Monday, July 30, 2007

Genuine Interfaith Relations is not about Mix'n'Match Religion

At a very pleasant dinner last night with members and friends of the Australian Intercultural Society and the Ecumenical and Interfaith Commission, I was talking to some of my good Muslim friends about the recent series on the ABC's Compass program "The Quiet Revolution" (you can read transcripts here and here). I think "revolution" is much too strong a word for the sort of nonsense these programs cover. "The Quiet Loony-Fringe" might have been more accurate.

Both my Muslim friends and I agreed that this sort of stuff--mix'n'match, make-it-up-as-you-go-along religion--is of absolutely no help whatsoever to the promotion of understanding and peaceful harmony between the followers of the world's religions. Consider:
Susanna Weiss-Interfaith Minister
One thing about being on this sort of cutting edge of inter-faith, is that there is no great history, there is no Mother Church, there is no dogma, there is no, it’s kind of like wide open, so the creativity of it, and what was going to come just started to open up at my ordination.
Just for the record, folks, this stuff is not "Interfaith Dialogue" of the kind that the Catholic Church practices. And neither I nor my Muslim friends would have a bar of interfaith dialogue if we thought that it was.
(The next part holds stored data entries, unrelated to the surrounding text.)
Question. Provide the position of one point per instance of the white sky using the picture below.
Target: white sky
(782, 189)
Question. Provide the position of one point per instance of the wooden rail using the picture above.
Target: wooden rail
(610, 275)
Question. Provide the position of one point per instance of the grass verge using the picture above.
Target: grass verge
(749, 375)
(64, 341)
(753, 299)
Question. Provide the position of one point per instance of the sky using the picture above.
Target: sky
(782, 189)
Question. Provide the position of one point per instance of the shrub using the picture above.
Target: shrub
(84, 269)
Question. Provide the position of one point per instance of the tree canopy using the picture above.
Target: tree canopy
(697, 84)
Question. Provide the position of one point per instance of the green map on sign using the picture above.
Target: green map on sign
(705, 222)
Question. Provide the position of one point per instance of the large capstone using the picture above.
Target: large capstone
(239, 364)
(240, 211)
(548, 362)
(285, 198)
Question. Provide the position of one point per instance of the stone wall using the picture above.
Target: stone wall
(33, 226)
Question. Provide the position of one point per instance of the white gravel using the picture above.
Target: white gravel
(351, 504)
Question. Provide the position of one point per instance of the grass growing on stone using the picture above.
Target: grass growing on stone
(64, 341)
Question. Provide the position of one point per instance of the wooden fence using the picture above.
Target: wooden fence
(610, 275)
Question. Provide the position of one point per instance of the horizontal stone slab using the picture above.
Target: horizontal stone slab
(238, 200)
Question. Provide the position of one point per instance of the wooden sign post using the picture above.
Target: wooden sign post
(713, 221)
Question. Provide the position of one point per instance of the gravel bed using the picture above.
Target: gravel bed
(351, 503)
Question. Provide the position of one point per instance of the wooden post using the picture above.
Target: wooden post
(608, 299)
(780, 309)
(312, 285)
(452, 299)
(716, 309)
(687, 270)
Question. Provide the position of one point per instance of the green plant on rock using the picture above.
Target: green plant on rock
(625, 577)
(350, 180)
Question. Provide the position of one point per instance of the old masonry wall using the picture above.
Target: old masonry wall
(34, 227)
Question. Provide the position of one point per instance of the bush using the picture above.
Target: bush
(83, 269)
Recently on the First Things blog, Daveed Gartenstein-Ross wrote about "The First Openly Muslim Priest" makes the following observations:
The question is whether such doctrinal compromise actually creates interfaith opportunities. Not only is this approach unlikely to bolster interfaith activities, but it may actually undermine them. The available evidence suggests that interfaith dialogue is least effective when those engaging in it do not have their feet firmly planted in their own faith traditions...

Conservative Christians and Muslims alike have expressed skepticism about interfaith dialogue and activities precisely because they fear it will lead to bizarre new doctrines such as that held by Redding. Christians and Muslims need not feel ashamed that their respective faiths make irreconcilable truth claims. Nor should they see interfaith dialogue as an attempt to bridge the considerable theological gap between these faiths...

The highest purpose of interfaith dialogue is not to create some strange hybrid religion that reconciles two faiths that make competing truth claims. Rather, at its best, interfaith dialogue can help people build relationships of understanding, respect, and cooperation even though they adhere to faiths that cannot simultaneously be true [his emphasis--and I agree].

3 Comments:

At Tuesday, July 31, 2007 12:36:00 am , Anonymous Anonymous said...

Rather, at its best, interfaith dialogue can help people build relationships of understanding, respect, and cooperation even though they adhere to faiths that cannot simultaneously be true [his emphasis--and I agree].

Poor Ann Holmes Redding. She is soooo confused.

 
At Wednesday, August 01, 2007 3:02:00 pm , Blogger Athanasius said...

For a bit of fun, I am studying a Grad Dip in Philosophy at Melbourne Uni (yes, I know, I need to get out more!).

As part of that course I studied the philosophy of religious pluralism in a Philosophy of Christianity unit.

Suffice to say, religious pluralism ("they're all different paths to the same Great Unknown") is treated as a bit of a joke in serious philosophical circles.

Of course, it's very popular amongst the Comparative Religion types. But we all know what that means ;-)

 
At Thursday, August 02, 2007 10:08:00 am , Blogger Schütz said...

Best read on this whole matter is (no prizes for guessing): Joseph Ratzinger's "Truth and Toleration". It sorts it all out.

I think the only reason the pluralist "theologians" got any attention at all is that they "bravely and courageously" spoke up in defence of the spirit of the times.